Against this backdrop, the Speaker of the Lagos State House of Assembly, Mudashiru Obasa, was quoted in The PUNCH of the same date to have urged “the National Assembly to initiate the process of amending the 1999 Constitution accordingly to enable each of the 36 states establish their own police forces… Without further delay, the NASS, state assemblies and all stakeholders should mobilise, move quickly and devolve policing before insecurity destroys the country.” The title of the editorial in The PUNCH newspaper describes the current situation of the nation’s security architecture. It also speaks to the absence of a vital security institution that state governors need to control if they must truly have the power to secure their states.

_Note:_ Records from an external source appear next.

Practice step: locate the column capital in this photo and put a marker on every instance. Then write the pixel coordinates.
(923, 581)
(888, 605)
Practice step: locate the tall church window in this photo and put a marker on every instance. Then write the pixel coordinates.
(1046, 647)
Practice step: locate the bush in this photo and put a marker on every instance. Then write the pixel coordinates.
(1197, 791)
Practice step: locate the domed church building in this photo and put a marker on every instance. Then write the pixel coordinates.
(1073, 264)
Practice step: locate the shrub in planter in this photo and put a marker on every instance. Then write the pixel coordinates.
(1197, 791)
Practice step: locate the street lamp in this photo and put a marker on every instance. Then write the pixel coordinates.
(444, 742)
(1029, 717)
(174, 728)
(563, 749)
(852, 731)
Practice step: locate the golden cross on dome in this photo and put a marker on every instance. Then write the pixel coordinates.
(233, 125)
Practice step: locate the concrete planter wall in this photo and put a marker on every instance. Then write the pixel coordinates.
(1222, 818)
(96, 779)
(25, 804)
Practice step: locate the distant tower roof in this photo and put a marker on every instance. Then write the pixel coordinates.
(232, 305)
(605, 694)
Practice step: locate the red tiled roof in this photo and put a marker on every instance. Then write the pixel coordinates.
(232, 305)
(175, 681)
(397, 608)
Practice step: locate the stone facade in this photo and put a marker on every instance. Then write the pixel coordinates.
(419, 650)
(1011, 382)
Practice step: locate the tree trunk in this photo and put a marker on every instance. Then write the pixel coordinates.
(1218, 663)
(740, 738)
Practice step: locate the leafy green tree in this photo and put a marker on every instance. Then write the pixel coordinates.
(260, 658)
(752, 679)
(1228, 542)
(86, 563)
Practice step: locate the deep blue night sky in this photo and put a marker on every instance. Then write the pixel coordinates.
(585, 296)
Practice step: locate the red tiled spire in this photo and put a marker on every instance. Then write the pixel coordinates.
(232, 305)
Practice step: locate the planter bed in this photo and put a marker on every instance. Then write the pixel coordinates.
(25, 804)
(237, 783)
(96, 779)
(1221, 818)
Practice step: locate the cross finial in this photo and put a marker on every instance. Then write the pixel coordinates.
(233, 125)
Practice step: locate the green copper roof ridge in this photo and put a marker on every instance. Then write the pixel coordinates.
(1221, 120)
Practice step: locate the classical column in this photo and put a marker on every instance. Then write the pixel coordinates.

The comment of Obasa speaks to what needs to be done. Yet, a guest introduced as “Public Affairs Analyst” on a TV station was saying what he said.
As this man spoke, a few things crossed my mind. One, the man wasn’t just out there spreading disinformation and lies. This man came across to me that time as an ethnic bigot, someone who had an axe to grind with one former state governor or a set of state governors and he took the TV platform as an opportunity to taint their persons. Much of this is going on in our public space these days. Persons are introduced on TV as a “Public Affairs Analyst” and actually they are bitter people with grudges against one person or the other. Often nothing is objective in what they say, and their choice of language gives them away. Some are sore losers in one election or the other. They talk bad of people they dislike, present others as demons, and in the process mislead the public. Yet the guy on TV that time was packaged as someone we should believe. It wasn’t all his fault, but the interviewees who failed to ask him obvious follow-up questions. There’s a pattern to this.
I notice that each time an interviewee has something to criticise about a specific broadcast platform interviewers interject to redirect the discussion. The same happens when an interviewee speaks against a political player that interviewers are close to. But when an interviewee makes wrong assertions about a political actor that the interviewers themselves have their biases against, they don’t interject. Rather they allow the interviewee to flow, spewing misinformation and presenting it as the truth. This doesn’t make an interviewer look good, as one of our responsibilities as journalists is to ensure that what we serve the public is accurate. Any public affairs analyst should also be subjected to the same rigorous requirement rather than use a media platform to misinform Nigerians.